鹿沼御成橋での宇都宮藩と農民一揆の衝突

不安と混乱の渦中に起こったのが農民一揆です。

明治元年、県南の石橋宿問屋役人に対する賃割渡し不当の争いは、従来、幕威をかさに高圧的態度に出ていた宿役人に対して、農民の不満が爆発し、ついに、問屋宅を破壊するという暴挙になりました。

勢いに乗った農民たちは、徒党を組んで雀宮宿に進み、さらに次々と勢力を増して沿道の富豪の家や宿駅問屋を打ちこわし、4月3日には、三千余名の一揆勢が世直しの大旗をたてて、宇都宮の八幡山に集まって気勢をあげました。

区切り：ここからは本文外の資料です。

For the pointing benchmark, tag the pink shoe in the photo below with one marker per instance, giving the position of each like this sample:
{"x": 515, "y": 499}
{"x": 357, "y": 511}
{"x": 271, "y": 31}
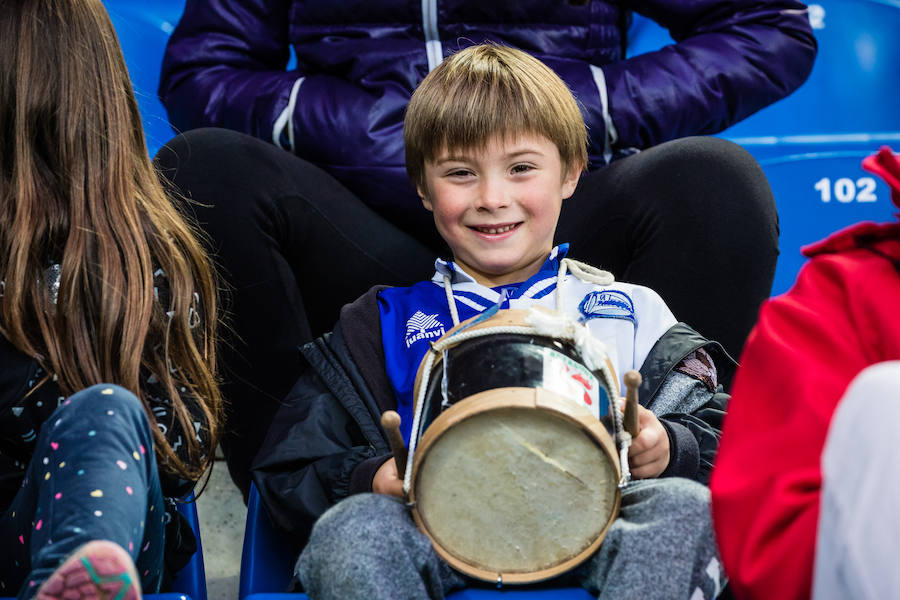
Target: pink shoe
{"x": 98, "y": 570}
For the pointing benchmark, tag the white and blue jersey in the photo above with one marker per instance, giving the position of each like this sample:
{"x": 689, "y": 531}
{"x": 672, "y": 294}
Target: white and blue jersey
{"x": 627, "y": 318}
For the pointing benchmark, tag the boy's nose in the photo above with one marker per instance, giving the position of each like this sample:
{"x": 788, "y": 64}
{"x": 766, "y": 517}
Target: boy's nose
{"x": 491, "y": 196}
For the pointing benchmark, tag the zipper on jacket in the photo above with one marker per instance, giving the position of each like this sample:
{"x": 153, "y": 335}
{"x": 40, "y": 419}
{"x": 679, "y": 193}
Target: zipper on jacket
{"x": 433, "y": 49}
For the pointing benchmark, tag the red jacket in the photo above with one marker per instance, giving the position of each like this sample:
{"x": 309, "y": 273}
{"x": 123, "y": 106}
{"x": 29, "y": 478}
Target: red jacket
{"x": 842, "y": 315}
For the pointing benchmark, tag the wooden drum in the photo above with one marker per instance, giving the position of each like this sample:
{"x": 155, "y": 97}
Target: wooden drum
{"x": 513, "y": 470}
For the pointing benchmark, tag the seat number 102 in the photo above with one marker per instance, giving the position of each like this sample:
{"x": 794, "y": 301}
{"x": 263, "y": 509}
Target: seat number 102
{"x": 847, "y": 190}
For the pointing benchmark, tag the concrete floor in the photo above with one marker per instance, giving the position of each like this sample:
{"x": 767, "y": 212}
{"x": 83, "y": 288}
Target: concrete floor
{"x": 222, "y": 517}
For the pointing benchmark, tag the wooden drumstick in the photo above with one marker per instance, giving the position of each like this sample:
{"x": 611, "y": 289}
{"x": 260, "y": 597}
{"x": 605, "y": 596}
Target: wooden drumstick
{"x": 632, "y": 383}
{"x": 390, "y": 420}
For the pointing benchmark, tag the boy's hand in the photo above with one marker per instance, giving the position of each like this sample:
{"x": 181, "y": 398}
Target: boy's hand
{"x": 649, "y": 452}
{"x": 386, "y": 480}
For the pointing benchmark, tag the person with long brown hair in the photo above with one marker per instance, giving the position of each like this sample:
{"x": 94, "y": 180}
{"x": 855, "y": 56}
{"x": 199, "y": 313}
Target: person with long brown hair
{"x": 109, "y": 403}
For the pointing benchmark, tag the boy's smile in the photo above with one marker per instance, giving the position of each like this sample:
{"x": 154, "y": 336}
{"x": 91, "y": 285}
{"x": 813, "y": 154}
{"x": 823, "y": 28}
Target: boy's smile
{"x": 497, "y": 206}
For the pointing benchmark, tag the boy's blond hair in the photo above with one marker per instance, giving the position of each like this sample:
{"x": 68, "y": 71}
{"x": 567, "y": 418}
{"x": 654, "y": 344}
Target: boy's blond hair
{"x": 485, "y": 91}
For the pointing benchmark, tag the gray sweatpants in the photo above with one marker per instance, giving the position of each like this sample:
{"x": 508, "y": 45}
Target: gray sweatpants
{"x": 661, "y": 546}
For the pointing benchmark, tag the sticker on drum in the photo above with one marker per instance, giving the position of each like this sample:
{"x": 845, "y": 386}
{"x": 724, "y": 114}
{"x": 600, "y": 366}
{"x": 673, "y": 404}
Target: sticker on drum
{"x": 574, "y": 381}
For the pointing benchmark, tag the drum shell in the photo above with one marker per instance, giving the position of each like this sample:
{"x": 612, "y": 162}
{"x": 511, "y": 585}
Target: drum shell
{"x": 497, "y": 361}
{"x": 542, "y": 402}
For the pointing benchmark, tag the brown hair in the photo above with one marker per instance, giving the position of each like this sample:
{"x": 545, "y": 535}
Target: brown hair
{"x": 485, "y": 91}
{"x": 77, "y": 188}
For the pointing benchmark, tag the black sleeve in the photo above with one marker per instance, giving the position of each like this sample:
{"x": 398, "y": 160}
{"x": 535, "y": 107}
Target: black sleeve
{"x": 324, "y": 443}
{"x": 694, "y": 439}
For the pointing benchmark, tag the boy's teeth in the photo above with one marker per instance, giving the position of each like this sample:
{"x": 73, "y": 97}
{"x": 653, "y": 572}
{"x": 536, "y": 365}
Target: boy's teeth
{"x": 503, "y": 229}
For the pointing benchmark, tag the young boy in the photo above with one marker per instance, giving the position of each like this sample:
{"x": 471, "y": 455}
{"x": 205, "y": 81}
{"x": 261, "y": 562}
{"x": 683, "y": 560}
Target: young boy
{"x": 494, "y": 143}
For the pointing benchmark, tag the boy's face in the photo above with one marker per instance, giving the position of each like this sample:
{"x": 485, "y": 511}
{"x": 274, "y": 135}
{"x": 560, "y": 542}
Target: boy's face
{"x": 497, "y": 207}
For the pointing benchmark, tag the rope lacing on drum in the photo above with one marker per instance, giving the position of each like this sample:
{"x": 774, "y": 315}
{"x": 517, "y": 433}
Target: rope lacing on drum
{"x": 541, "y": 322}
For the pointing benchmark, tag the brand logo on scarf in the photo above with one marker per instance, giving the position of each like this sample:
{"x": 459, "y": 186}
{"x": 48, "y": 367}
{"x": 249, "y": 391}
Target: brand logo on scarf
{"x": 423, "y": 327}
{"x": 607, "y": 304}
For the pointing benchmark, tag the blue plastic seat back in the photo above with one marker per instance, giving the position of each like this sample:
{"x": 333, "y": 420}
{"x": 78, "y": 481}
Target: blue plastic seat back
{"x": 191, "y": 580}
{"x": 267, "y": 560}
{"x": 819, "y": 189}
{"x": 143, "y": 29}
{"x": 853, "y": 86}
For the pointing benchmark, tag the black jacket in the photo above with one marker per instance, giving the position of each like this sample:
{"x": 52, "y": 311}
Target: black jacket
{"x": 326, "y": 441}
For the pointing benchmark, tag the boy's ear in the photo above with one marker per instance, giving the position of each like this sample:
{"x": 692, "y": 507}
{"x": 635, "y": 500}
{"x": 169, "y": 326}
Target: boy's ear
{"x": 424, "y": 196}
{"x": 571, "y": 181}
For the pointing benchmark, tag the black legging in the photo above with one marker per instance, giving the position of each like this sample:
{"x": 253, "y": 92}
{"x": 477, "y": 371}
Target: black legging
{"x": 693, "y": 219}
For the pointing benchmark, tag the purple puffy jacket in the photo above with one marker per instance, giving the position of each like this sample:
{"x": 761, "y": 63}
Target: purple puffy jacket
{"x": 359, "y": 61}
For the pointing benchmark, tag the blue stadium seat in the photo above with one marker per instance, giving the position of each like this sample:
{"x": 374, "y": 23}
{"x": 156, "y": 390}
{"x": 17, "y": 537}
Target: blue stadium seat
{"x": 819, "y": 188}
{"x": 191, "y": 580}
{"x": 190, "y": 583}
{"x": 853, "y": 85}
{"x": 143, "y": 29}
{"x": 268, "y": 561}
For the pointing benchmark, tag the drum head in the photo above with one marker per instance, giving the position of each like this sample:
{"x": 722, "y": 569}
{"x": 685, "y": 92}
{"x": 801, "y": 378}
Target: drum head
{"x": 505, "y": 488}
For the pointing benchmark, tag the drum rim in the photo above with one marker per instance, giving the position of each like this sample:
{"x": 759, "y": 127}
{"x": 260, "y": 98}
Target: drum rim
{"x": 505, "y": 398}
{"x": 507, "y": 316}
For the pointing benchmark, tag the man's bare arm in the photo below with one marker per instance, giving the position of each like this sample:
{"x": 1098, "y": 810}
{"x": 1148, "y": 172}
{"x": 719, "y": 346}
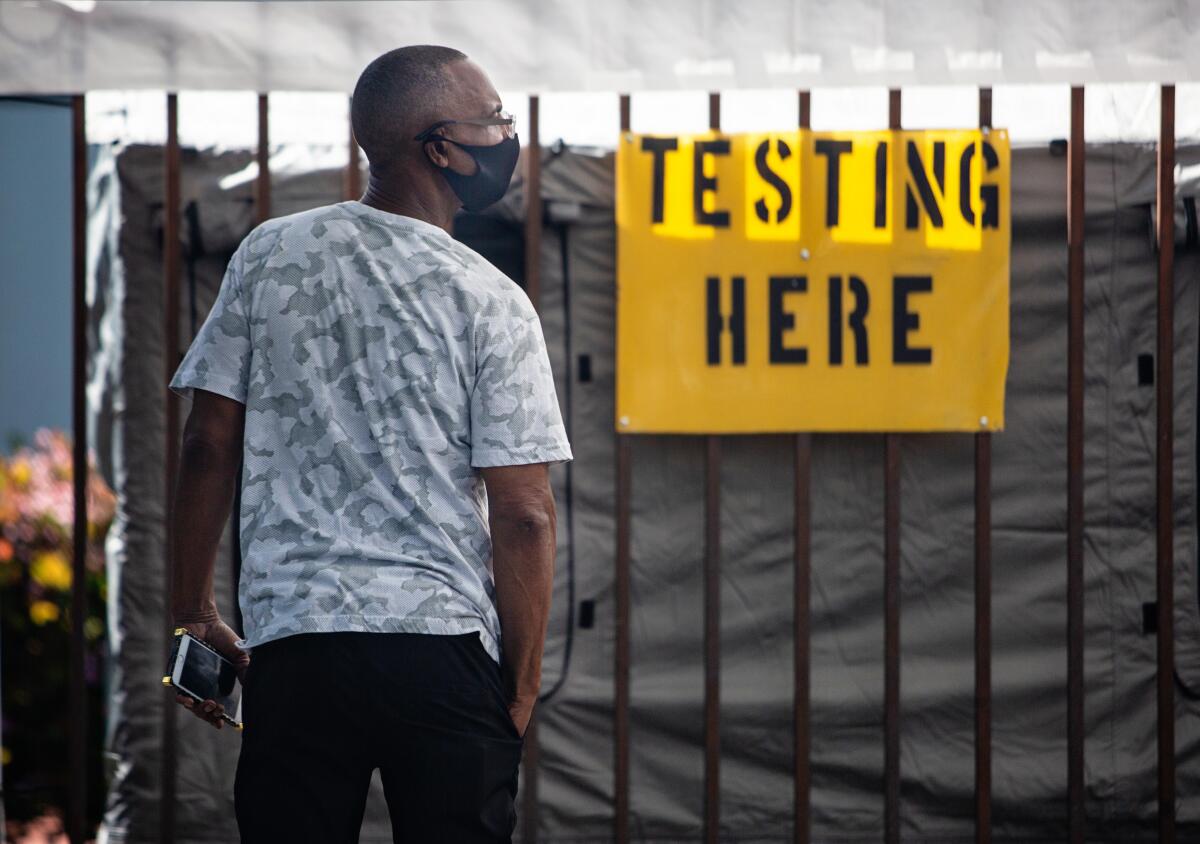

宇都宮藩は、約三百名の兵力を繰り出し鎮圧に当たりましたが、一揆勢は北上し、田原村、白沢宿、笹沼、上横倉、徳次郎、古賀志村、武子村を次々と打ちこわしました。

宇都宮藩は鹿沼宿北の御成橋に出陣し、一揆勢と戦闘状態となり、6名の死者と1名の怪我人を出すことになりました。

そして一揆勢は、反転、例幣使街道を北上し、文挾宿に向かうことになりました。

(参考:日光山麓の戦い)

文挾宿本陣襲撃事件

例幣使街道を北上した一揆勢の一部は、玉田村、見野村に行き、村中焼き討ちにすると村人たちを脅かし、勢力を増していきました。

そして、明治元年4月5日ついに御神領文挾宿に突入し、同宿名主の中屋善左衛門宅を打ちこわしました。(建坪八十二坪、玄関附、門構無)

当時の様子は、中屋善左衛門の玄孫に当たる田中義久氏(故人)が、「一揆勢の中には大工や鳶職人などが加わり、敷居や鴨居などの肝心なところを切り離してしまったので、後で修繕することも困難だったと子供のころ、よく聞かされた」と話しています。